SVS-GAN: Leveraging GANs for Semantic Video Synthesis
Khaled M. Seyam, Julian Wiederer, Markus Braun, Bin Yang
TL;DR
This work formalizes Semantic Video Synthesis (SVS) and introduces SVS-GAN, a dedicated SVS framework that autoregressively generates a video sequence from a semantic-map stream and a reference frame $I_1$. The architecture features a triple-pyramid generator that fuses past-frame appearance with current semantic guidance via SPADE blocks and an occlusion-modulated warping mechanism, together with an encoder–decoder image discriminator and a video discriminator that operate at multiple temporal scales. A novel OASIS-based supervision is integrated to improve semantic alignment, supplemented by perceptual, feature-matching, and flow-based losses to ensure both frame realism and temporal coherence. Empirically, SVS-GAN achieves state-of-the-art performance on Cityscapes Sequence and KITTI-360, running efficiently on a single GPU at $1024\times512$ with around $40\ \mathrm{ms}$ per frame, and demonstrating strong generalization to long sequences and rare object classes.
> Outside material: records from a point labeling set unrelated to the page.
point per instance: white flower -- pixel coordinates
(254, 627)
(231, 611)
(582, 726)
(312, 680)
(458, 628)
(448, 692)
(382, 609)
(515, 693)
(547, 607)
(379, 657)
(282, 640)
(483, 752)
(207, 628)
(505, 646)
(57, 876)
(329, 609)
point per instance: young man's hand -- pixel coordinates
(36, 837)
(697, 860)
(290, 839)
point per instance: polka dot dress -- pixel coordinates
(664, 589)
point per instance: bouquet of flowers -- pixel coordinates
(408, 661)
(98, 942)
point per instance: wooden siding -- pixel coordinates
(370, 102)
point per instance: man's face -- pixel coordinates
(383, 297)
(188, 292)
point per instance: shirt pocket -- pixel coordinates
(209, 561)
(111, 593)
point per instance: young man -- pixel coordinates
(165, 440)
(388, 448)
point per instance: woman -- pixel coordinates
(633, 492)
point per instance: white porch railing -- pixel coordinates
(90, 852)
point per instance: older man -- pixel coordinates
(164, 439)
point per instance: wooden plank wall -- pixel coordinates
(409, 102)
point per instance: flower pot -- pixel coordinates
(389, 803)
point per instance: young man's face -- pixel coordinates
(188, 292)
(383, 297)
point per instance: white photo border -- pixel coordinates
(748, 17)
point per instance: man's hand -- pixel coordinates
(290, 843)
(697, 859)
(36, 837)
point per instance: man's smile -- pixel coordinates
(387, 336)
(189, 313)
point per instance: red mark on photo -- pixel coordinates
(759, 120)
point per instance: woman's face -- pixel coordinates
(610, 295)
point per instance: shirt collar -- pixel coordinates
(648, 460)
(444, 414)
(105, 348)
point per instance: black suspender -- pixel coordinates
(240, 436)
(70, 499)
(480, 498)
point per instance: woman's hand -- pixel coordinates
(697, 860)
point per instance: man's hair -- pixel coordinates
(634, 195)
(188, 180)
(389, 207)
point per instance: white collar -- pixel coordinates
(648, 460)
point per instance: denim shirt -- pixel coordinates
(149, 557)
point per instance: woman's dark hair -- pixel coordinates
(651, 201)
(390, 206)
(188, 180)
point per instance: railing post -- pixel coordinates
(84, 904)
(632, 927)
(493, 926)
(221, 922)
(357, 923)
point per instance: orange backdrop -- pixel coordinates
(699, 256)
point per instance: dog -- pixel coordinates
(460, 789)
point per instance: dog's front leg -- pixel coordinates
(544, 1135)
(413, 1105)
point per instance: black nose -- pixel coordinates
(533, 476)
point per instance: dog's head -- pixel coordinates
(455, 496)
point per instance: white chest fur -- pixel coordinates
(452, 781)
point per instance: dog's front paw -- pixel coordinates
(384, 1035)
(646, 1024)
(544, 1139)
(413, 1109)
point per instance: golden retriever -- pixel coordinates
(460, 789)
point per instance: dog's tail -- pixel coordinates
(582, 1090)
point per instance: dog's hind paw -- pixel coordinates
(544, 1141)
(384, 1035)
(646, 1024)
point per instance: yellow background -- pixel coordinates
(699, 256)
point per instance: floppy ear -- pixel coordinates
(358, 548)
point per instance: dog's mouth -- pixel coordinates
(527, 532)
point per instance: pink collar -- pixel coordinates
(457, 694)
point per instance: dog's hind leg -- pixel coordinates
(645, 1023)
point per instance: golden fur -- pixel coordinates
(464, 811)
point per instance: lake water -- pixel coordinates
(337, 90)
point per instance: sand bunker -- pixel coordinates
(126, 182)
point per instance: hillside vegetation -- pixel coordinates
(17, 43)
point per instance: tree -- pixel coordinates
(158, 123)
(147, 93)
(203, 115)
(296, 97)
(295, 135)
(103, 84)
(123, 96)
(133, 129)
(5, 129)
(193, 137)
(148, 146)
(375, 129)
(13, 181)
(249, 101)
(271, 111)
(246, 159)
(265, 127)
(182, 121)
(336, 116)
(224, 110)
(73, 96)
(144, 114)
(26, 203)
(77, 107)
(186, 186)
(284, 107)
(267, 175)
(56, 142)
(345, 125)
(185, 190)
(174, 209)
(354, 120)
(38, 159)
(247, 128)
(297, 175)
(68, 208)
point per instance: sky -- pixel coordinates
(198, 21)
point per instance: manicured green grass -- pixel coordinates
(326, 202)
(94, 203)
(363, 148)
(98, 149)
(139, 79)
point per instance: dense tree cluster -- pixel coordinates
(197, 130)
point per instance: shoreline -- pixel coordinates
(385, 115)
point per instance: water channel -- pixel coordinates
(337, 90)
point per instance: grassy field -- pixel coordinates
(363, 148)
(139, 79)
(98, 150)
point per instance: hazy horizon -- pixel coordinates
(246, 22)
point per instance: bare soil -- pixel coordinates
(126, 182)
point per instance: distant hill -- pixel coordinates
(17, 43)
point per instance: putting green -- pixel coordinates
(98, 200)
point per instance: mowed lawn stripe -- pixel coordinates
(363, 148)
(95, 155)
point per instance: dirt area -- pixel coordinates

Limitations include dependence on the previous frame for appearance consistency, potential world-consistency issues over long horizons, and challenges in optical-flow estimation around maneuvering edges, suggesting future work on integrating 3D world representations and improved motion modeling.
Abstract
In recent years, there has been a growing interest in Semantic Image Synthesis (SIS) through the use of Generative Adversarial Networks (GANs) and diffusion models. This field has seen innovations such as the implementation of specialized loss functions tailored for this task, diverging from the more general approaches in Image-to-Image (I2I) translation. While the concept of Semantic Video Synthesis (SVS)$\unicode{x2013}$the generation of temporally coherent, realistic sequences of images from semantic maps$\unicode{x2013}$is newly formalized in this paper, some existing methods have already explored aspects of this field. Most of these approaches rely on generic loss functions designed for video-to-video translation or require additional data to achieve temporal coherence. In this paper, we introduce the SVS-GAN, a framework specifically designed for SVS, featuring a custom architecture and loss functions. Our approach includes a triple-pyramid generator that utilizes SPADE blocks. Additionally, we employ a U-Net-based network for the image discriminator, which performs semantic segmentation for the OASIS loss. Through this combination of tailored architecture and objective engineering, our framework aims to bridge the existing gap between SIS and SVS, outperforming current state-of-the-art models on datasets like Cityscapes and KITTI-360.